O terapeuta sempre responde diretamente as questões dos clientes, sem muita profundidade, pois a conversa inicial sobre a espiritualidade não deve ser muito extensa, deve apenas dar informações para o cliente para que ele decida mais claramente se quer trabalhar com esse terapeuta. A autorevelação por parte do terapeuta é também apropriada para ajudar o cliente a determinar se o terapeuta pode ajudá-lo a alcançar seus objetivos na terapia.

A espiritualidade deve ser abordada, especialmente em quatro áreas importantes: a importância da espiritualidade para o cliente; a importância da afiliação ou da comunidade religiosa para o cliente; a importância da espiritualidade para o problema que ele vive; a importância da espiritualidade para a solução desse problema.

Numa primeira entrevista, essas questões não devem se destacar demais das outras que visam conhecer o cliente e seu momento, ou seja, elas devem ser colocadas no correr da conversa.

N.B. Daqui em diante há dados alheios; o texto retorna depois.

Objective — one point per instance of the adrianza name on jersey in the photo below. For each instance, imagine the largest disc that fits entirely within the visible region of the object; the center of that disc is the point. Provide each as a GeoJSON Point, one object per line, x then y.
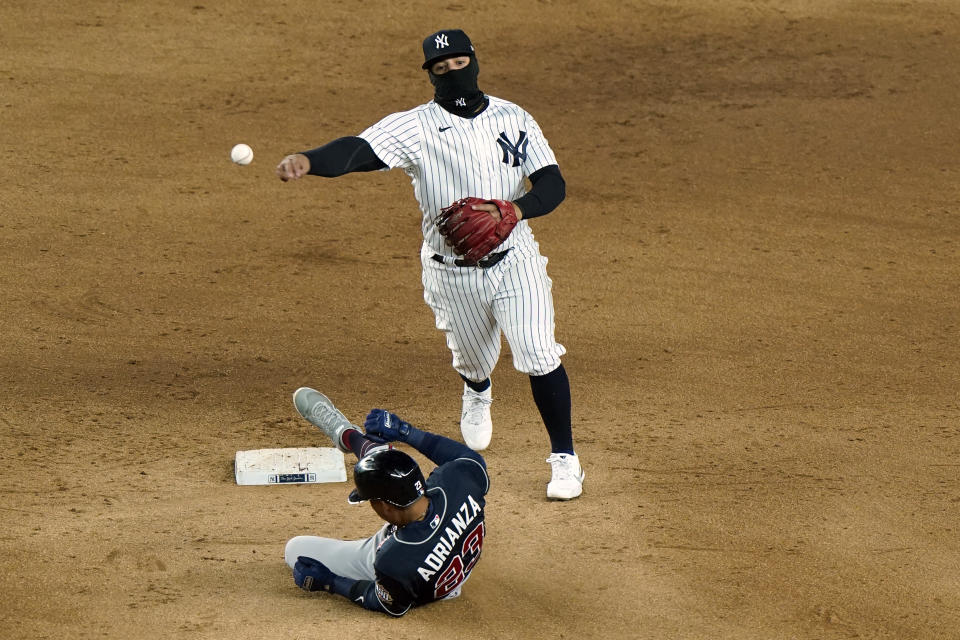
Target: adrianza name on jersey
{"type": "Point", "coordinates": [465, 515]}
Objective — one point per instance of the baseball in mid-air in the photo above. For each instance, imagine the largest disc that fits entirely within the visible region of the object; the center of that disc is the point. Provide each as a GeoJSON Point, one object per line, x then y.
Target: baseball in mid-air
{"type": "Point", "coordinates": [241, 154]}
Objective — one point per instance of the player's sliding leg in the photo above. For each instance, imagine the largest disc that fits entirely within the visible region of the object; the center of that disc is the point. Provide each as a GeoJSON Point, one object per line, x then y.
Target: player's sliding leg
{"type": "Point", "coordinates": [317, 409]}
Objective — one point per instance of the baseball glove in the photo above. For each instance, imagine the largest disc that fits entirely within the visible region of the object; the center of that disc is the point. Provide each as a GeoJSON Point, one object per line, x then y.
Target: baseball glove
{"type": "Point", "coordinates": [474, 233]}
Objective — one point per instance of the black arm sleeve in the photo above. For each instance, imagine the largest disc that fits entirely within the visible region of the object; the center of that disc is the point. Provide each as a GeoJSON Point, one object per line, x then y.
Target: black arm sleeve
{"type": "Point", "coordinates": [548, 191]}
{"type": "Point", "coordinates": [343, 155]}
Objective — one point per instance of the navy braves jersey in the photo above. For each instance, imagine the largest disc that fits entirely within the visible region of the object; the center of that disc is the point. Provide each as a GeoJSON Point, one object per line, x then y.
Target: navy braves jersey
{"type": "Point", "coordinates": [429, 559]}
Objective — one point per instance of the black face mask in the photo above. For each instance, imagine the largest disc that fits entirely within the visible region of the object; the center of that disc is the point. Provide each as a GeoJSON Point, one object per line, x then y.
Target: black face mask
{"type": "Point", "coordinates": [457, 91]}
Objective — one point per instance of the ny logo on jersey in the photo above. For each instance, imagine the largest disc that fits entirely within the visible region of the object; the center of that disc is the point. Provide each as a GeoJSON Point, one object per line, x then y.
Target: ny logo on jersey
{"type": "Point", "coordinates": [518, 151]}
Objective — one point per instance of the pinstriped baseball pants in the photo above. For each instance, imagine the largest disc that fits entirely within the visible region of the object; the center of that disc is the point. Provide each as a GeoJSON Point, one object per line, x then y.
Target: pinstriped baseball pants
{"type": "Point", "coordinates": [472, 306]}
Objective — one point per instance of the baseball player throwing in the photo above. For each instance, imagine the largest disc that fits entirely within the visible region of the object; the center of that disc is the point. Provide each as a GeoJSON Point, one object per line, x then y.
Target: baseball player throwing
{"type": "Point", "coordinates": [435, 527]}
{"type": "Point", "coordinates": [468, 156]}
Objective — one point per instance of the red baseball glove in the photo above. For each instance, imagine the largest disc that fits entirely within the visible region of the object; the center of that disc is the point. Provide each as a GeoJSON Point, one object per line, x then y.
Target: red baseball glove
{"type": "Point", "coordinates": [473, 233]}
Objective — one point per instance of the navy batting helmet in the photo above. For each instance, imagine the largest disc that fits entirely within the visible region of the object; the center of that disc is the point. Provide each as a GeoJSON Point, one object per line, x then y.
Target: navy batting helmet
{"type": "Point", "coordinates": [389, 475]}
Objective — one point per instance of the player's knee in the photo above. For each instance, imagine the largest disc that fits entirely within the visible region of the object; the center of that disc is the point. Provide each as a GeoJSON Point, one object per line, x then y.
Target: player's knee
{"type": "Point", "coordinates": [535, 363]}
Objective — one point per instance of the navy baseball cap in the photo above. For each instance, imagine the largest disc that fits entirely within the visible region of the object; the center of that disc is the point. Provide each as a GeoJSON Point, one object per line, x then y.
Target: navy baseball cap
{"type": "Point", "coordinates": [448, 43]}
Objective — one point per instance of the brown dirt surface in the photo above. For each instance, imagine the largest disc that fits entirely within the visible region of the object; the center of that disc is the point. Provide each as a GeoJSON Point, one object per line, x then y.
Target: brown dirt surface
{"type": "Point", "coordinates": [756, 277]}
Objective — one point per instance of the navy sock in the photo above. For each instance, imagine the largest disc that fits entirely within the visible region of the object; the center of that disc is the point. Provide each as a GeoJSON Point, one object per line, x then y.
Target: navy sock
{"type": "Point", "coordinates": [552, 395]}
{"type": "Point", "coordinates": [479, 387]}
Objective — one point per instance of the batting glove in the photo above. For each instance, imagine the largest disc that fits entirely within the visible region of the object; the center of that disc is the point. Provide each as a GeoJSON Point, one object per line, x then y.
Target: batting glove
{"type": "Point", "coordinates": [312, 575]}
{"type": "Point", "coordinates": [386, 426]}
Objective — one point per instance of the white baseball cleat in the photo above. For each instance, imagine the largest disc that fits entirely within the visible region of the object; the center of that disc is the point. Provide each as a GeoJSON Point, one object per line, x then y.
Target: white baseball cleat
{"type": "Point", "coordinates": [567, 480]}
{"type": "Point", "coordinates": [475, 422]}
{"type": "Point", "coordinates": [320, 412]}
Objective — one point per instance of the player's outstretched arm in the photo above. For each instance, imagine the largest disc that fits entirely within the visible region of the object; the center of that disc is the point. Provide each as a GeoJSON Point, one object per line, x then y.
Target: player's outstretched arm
{"type": "Point", "coordinates": [548, 190]}
{"type": "Point", "coordinates": [390, 428]}
{"type": "Point", "coordinates": [342, 156]}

Para fazer uma avaliação explícita da espiritualidade, o terapeuta foca direta e extensivamente o lugar da espiritualidade na vida do cliente, através de questionamentos que possibilitem entendimento, por parte do terapeuta, sobre como a espiritualidade contribui para os problemas e para as soluções do cliente, observa- se que essas questões podem levar a idéia de como o cliente integra sua espiritualidade na sua vida como um todo.

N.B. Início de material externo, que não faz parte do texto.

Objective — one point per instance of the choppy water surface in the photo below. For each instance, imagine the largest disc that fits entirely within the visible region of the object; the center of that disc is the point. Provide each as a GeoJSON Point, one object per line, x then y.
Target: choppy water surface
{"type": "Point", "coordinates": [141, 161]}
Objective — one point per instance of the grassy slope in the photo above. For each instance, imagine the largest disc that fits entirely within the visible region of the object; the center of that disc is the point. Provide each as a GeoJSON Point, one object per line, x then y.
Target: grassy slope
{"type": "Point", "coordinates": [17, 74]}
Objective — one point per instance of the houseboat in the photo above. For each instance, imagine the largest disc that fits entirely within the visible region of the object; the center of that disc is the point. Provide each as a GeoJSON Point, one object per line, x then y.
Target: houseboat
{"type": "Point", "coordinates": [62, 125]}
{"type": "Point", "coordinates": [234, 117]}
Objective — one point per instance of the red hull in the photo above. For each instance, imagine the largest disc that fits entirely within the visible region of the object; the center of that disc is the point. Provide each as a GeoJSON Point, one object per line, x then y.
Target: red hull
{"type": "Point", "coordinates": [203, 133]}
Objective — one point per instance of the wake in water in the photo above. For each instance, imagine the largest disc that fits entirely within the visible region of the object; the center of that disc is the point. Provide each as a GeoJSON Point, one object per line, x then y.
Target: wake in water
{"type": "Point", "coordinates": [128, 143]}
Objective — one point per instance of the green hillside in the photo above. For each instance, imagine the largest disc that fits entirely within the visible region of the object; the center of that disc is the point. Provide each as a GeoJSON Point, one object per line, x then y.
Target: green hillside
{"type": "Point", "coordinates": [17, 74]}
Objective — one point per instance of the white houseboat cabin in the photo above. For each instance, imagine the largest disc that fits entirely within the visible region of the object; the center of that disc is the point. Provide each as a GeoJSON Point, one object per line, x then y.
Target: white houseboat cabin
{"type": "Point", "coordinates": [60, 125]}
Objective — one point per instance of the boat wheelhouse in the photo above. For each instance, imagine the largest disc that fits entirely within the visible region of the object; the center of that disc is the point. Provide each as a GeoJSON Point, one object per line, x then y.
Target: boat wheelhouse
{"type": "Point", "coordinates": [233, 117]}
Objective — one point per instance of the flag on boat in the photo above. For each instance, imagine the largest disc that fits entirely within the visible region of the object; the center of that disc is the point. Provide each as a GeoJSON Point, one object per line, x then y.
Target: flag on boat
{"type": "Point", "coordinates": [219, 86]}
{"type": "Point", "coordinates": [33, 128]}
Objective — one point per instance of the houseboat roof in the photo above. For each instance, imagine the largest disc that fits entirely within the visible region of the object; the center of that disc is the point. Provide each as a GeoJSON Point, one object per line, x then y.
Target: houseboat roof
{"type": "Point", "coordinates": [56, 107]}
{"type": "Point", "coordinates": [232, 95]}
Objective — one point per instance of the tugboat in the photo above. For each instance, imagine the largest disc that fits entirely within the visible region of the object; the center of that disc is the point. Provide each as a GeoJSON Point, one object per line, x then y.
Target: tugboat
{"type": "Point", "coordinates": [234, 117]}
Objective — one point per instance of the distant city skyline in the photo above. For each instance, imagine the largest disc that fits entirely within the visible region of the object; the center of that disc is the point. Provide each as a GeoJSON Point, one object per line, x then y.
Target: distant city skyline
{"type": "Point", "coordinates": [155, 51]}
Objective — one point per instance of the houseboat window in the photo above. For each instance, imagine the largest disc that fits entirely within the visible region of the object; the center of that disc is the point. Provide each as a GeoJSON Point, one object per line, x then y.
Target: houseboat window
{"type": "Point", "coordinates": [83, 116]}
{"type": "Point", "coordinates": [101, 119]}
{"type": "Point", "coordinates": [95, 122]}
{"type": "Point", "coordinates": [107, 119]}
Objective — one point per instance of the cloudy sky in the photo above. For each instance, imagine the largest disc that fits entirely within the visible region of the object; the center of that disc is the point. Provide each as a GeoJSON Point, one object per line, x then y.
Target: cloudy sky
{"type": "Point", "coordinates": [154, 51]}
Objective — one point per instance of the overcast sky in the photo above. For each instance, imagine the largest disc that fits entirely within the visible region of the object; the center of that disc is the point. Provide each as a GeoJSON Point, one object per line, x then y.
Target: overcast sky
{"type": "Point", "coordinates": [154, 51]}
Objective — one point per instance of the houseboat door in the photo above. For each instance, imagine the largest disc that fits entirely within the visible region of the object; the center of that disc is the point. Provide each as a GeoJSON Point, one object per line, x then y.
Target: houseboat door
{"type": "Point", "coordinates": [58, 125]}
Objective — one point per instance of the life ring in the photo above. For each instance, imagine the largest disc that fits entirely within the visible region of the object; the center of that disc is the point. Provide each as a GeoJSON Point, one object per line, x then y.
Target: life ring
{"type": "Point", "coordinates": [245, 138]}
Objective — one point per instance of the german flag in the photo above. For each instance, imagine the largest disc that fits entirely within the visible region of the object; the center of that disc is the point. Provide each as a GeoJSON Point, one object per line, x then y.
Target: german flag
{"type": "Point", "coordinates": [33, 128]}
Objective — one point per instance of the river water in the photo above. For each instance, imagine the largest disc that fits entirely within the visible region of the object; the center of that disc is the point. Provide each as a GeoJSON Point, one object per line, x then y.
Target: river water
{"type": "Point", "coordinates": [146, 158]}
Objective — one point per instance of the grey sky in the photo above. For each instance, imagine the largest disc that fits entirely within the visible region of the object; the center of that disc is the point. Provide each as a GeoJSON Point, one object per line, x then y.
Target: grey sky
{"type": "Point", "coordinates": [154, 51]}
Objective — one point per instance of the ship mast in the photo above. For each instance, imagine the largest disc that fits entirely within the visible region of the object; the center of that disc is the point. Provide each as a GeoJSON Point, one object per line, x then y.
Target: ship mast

O autor levanta grupos de questões para avaliar a espiritualidade do cliente. Essas questões não são necessariamente para serem feitas diretamente ao cliente, mas, antes, orientações para o pensamento clínico do terapeuta. O terapeuta deve saber onde está o cliente na busca pelo sagrado; qual o grau de integração da espiritualidade; deve verificar a eficácia da espiritualidade do cliente, incluindo o nível de conforto espiritual e o grau no qual a espiritualidade leva a resultados valiosos e finalmente e o terapeuta precisa detectar qual o papel que a espiritualidade poderá ter na terapia.

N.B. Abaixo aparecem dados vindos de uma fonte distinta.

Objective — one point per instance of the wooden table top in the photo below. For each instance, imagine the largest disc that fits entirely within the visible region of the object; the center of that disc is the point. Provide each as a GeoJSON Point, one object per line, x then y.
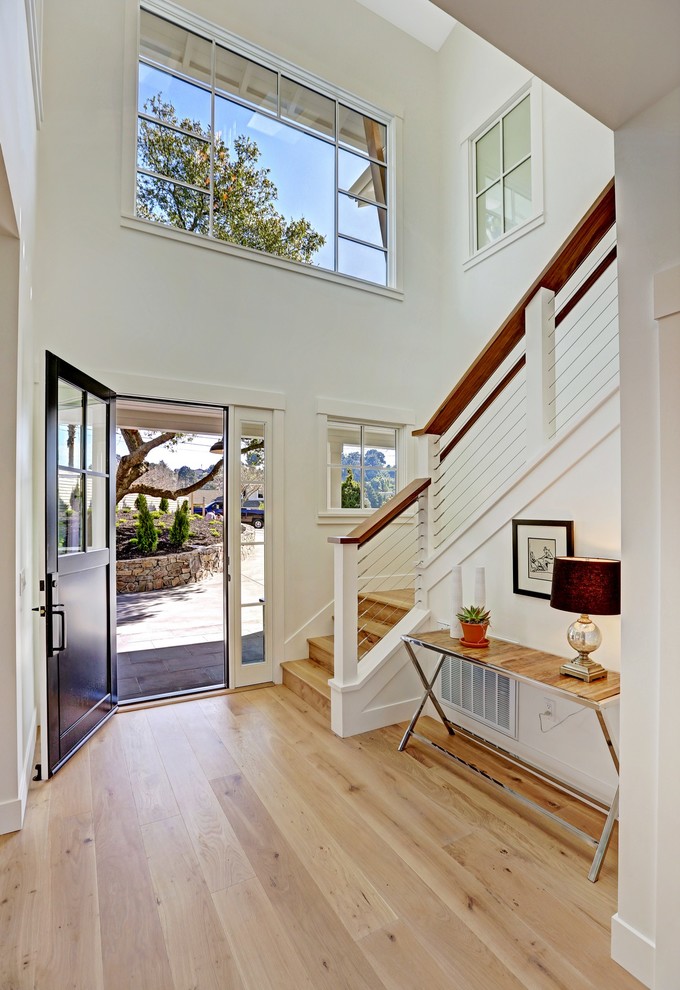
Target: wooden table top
{"type": "Point", "coordinates": [524, 664]}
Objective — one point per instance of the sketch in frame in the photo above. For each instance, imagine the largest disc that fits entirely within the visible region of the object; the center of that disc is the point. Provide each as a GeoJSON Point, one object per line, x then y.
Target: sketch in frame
{"type": "Point", "coordinates": [535, 544]}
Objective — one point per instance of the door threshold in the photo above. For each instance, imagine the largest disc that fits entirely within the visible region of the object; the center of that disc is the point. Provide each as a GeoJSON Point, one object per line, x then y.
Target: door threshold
{"type": "Point", "coordinates": [135, 706]}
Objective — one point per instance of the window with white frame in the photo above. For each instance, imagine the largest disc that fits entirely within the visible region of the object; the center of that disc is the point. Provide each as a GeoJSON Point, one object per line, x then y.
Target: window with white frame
{"type": "Point", "coordinates": [361, 464]}
{"type": "Point", "coordinates": [503, 175]}
{"type": "Point", "coordinates": [235, 145]}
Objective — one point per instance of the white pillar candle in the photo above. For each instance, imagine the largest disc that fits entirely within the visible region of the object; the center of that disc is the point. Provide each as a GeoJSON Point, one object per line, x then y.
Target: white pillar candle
{"type": "Point", "coordinates": [480, 586]}
{"type": "Point", "coordinates": [456, 600]}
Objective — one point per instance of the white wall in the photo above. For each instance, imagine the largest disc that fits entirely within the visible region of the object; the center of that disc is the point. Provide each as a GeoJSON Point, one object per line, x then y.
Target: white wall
{"type": "Point", "coordinates": [113, 300]}
{"type": "Point", "coordinates": [17, 216]}
{"type": "Point", "coordinates": [586, 492]}
{"type": "Point", "coordinates": [578, 161]}
{"type": "Point", "coordinates": [645, 935]}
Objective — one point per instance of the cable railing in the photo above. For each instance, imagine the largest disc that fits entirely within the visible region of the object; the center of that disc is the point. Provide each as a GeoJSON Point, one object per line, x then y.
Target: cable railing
{"type": "Point", "coordinates": [377, 567]}
{"type": "Point", "coordinates": [553, 359]}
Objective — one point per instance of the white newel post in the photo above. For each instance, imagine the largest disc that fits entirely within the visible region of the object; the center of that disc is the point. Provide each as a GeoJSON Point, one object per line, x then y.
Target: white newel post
{"type": "Point", "coordinates": [423, 542]}
{"type": "Point", "coordinates": [346, 613]}
{"type": "Point", "coordinates": [540, 341]}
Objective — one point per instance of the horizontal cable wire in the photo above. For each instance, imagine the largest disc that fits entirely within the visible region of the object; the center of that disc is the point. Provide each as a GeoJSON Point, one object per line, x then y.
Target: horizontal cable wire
{"type": "Point", "coordinates": [601, 387]}
{"type": "Point", "coordinates": [582, 316]}
{"type": "Point", "coordinates": [582, 334]}
{"type": "Point", "coordinates": [453, 513]}
{"type": "Point", "coordinates": [511, 424]}
{"type": "Point", "coordinates": [478, 436]}
{"type": "Point", "coordinates": [586, 362]}
{"type": "Point", "coordinates": [456, 521]}
{"type": "Point", "coordinates": [595, 257]}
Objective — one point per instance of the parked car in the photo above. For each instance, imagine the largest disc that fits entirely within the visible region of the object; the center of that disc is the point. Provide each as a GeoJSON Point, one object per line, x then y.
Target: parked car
{"type": "Point", "coordinates": [252, 511]}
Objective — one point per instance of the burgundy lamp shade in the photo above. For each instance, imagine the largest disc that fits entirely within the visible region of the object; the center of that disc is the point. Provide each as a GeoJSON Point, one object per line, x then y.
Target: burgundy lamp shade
{"type": "Point", "coordinates": [591, 585]}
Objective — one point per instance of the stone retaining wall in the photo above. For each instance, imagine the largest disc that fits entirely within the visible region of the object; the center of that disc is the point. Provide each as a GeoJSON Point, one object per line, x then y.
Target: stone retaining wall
{"type": "Point", "coordinates": [169, 571]}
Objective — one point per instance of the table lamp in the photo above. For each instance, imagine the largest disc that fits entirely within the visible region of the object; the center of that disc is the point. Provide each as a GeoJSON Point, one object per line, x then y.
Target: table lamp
{"type": "Point", "coordinates": [585, 585]}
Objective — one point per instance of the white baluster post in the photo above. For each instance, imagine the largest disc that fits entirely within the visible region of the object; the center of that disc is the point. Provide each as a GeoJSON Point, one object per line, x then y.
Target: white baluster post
{"type": "Point", "coordinates": [540, 343]}
{"type": "Point", "coordinates": [346, 613]}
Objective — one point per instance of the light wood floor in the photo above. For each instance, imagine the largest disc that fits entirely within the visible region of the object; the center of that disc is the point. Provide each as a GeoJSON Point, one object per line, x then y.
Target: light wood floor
{"type": "Point", "coordinates": [234, 842]}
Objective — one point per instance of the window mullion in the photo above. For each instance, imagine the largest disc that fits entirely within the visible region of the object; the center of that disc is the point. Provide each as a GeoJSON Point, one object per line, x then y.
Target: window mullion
{"type": "Point", "coordinates": [212, 143]}
{"type": "Point", "coordinates": [336, 209]}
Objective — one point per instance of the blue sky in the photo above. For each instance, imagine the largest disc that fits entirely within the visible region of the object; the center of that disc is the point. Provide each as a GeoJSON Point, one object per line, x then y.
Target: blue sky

A busca ao sagrado propicia uma série de emoções, positivas e negativas. É especialmente, importante considerar as últimas, as negativas, porque elas têm um grande poder na vida das pessoas: anos de santidade se perdem em simples pecados, é mais fácil sujar-se que purificar-se. Conflitos espirituais não levam necessariamente a maus prognósticos, eles podem também ser prenúncios de crescimento e desenvolvimento espiritual.

São muitas as estratégias para obter informações sobre o meio em que se desenvolveu a espiritualidade do cliente. Desde uma autobiografia espiritual até um genograma que mostre a estrutura religiosa da família ao longo das gerações. Pode- se complementar essas informações, provenientes do cliente, com informações de outras fontes, como leituras, pesquisas sobre as diferentes religiões, colheita de informações com familiares. A família e a comunidade religiosa à qual se filia o cliente podem ser chamadas para ajudar na terapia.

A avaliação espiritual é um processo que se dá na relação entre terapeuta e cliente. O diálogo floresce numa atmosfera de verdade, respeito e abertura para escuta e compartilhamento. É importante ter algumas questões iniciais sobre a espiritualidade, dada a importância que ela pode ter no tratamento.

“Perguntando sobre onde o cliente está na busca pelo sagrado, como a espiritualidade pode ser parte da solução para os problemas do cliente e como a espiritualidade pode ser parte ou o problema, o terapeuta poderá inferir como a espiritualidade pode ser mais adequadamente conduzida na terapia” (PARGAMENT, 2007, p. 221).